Editor&Publisher: News Outlets Shun Word 'Torture' in Regard to Destroyed CIA Tapes
By Greg Mitchell
Published: December 08, 2007
NEW YORK As the protests surrounding revelations that the CIA had destroyed tapes that showed brutal interrogations by its agents (were reported on), most new outlets refused to brand what the tapes likely showed as "torture."
One Associated Press article refers simply to "interrogation" on the tapes, at one point putting "enhanced interrogation" in quotes. Another refers to "harsh interrogation." Mark Mazzeti in The New York Times uses "severe interrogation methods." Eric Lichtblau in the same paper uses the same phrase.
Dan Eggen and Joby Warrick in The Washington Post rely on "harsh interrogation tactics." They refer to one detainee having been "identified by intelligence officials as one of three detainees subjected to waterboarding," which they refer to not as torture but as "an aggressive interrogation technique that simulates drowning."

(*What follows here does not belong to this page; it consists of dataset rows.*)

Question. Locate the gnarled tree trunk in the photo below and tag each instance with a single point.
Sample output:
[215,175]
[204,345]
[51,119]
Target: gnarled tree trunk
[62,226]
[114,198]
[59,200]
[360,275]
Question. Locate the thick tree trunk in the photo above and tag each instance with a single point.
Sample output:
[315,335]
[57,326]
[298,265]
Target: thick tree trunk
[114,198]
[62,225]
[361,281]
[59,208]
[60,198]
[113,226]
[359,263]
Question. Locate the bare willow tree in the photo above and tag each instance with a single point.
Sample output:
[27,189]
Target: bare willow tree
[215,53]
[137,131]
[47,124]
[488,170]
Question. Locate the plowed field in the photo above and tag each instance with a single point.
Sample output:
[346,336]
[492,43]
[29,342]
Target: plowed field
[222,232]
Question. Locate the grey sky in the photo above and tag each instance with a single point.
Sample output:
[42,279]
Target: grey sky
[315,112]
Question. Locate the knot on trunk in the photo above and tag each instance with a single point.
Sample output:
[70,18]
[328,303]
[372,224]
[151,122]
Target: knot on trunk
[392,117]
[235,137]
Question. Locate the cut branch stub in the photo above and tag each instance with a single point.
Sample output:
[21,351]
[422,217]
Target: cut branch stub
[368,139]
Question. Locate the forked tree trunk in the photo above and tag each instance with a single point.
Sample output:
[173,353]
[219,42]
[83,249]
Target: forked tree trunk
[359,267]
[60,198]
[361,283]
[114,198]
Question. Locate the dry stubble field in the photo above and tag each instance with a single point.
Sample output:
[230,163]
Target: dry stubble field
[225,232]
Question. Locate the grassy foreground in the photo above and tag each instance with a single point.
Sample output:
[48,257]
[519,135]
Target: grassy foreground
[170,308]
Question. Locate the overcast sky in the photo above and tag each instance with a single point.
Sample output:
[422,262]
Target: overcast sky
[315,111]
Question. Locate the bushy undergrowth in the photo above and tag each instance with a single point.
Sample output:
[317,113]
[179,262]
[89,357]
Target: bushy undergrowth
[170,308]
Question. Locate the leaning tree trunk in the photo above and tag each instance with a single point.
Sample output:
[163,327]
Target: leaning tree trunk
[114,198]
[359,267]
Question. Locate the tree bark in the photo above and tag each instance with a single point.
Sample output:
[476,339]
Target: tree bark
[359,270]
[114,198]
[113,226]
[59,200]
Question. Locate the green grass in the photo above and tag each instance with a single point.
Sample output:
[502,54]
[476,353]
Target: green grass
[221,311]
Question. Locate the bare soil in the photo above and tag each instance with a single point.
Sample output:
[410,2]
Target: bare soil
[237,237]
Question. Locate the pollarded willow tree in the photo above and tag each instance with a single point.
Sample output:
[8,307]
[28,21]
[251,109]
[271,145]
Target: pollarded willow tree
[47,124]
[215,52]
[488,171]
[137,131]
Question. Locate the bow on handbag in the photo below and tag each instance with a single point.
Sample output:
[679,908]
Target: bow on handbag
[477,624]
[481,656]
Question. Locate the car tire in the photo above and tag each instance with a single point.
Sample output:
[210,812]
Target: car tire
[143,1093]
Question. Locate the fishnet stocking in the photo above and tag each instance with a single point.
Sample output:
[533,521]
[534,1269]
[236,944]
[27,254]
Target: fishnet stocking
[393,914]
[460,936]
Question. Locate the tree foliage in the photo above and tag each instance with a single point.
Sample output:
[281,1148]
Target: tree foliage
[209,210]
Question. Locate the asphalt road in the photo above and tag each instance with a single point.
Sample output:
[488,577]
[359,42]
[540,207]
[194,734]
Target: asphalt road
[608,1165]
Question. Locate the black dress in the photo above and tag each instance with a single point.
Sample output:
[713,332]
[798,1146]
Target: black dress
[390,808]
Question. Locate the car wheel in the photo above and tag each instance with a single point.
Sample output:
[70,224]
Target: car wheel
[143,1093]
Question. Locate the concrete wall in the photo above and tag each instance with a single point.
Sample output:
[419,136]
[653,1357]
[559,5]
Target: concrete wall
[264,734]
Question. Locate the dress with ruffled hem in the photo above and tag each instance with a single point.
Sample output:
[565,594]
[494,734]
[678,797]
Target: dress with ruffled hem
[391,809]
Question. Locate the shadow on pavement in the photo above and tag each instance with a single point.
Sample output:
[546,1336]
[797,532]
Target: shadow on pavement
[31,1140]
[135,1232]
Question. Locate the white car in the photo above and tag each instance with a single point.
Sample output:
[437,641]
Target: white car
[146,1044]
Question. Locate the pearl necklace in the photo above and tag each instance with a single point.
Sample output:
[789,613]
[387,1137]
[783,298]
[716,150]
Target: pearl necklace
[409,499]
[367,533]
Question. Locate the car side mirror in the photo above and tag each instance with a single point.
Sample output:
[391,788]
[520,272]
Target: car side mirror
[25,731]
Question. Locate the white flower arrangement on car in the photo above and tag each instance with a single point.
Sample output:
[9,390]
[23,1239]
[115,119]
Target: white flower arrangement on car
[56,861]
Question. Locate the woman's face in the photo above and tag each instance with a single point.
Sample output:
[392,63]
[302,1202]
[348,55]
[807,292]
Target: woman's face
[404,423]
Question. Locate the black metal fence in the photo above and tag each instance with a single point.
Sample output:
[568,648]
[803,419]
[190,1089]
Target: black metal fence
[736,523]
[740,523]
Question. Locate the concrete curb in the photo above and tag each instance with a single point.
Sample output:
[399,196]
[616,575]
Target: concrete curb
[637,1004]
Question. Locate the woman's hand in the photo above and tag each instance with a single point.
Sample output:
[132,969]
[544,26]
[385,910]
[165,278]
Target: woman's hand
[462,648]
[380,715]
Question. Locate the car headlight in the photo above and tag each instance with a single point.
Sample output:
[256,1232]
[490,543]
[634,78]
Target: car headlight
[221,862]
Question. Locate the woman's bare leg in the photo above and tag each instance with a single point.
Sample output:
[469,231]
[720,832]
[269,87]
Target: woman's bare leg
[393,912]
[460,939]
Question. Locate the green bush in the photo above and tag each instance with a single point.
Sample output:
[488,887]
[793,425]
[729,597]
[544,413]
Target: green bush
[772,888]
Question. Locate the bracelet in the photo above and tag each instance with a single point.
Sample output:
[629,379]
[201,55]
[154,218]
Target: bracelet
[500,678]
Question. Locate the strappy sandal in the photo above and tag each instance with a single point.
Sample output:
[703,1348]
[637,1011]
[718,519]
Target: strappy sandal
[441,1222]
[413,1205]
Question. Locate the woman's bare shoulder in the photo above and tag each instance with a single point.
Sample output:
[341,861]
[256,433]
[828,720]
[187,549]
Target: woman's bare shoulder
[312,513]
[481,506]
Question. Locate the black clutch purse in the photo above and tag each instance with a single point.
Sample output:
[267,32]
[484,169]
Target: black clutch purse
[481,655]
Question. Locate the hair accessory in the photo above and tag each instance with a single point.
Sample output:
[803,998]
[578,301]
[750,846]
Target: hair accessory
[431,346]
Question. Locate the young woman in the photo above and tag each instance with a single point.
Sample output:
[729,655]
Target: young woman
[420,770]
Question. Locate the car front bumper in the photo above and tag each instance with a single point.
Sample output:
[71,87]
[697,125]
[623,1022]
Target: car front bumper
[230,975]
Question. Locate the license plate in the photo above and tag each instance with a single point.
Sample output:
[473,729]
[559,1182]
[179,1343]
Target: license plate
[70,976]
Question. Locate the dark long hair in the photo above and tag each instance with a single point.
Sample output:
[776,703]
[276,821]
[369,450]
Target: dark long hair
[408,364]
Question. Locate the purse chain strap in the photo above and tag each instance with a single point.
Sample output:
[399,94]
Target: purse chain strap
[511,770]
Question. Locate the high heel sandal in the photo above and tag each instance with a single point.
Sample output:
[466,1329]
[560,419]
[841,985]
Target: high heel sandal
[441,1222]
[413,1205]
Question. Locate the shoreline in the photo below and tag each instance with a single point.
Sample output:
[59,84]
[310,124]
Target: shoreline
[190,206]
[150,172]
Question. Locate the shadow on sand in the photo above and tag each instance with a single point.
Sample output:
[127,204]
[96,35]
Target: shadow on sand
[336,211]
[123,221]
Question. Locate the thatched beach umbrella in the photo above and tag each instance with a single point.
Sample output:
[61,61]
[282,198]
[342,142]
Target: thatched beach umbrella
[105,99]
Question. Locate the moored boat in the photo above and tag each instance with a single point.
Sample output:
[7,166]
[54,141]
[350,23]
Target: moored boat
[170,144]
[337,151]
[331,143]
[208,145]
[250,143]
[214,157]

James Oliphant at the Chicago Tribune's popular Washington, D.C. blog The Swamp calls them "extreme methods to interrogate." James Gordon Meek in New York's Daily News referred to "rough interrogations."
Greg Miller in the Los Angeles Times notes the CIA's reference to "harsh interrogation techniques" but at least in his lead he observes that Democrats were indeed calling this "torture." And a Washington Post editorial bluntly carries as a headline: "The Torture Tapes."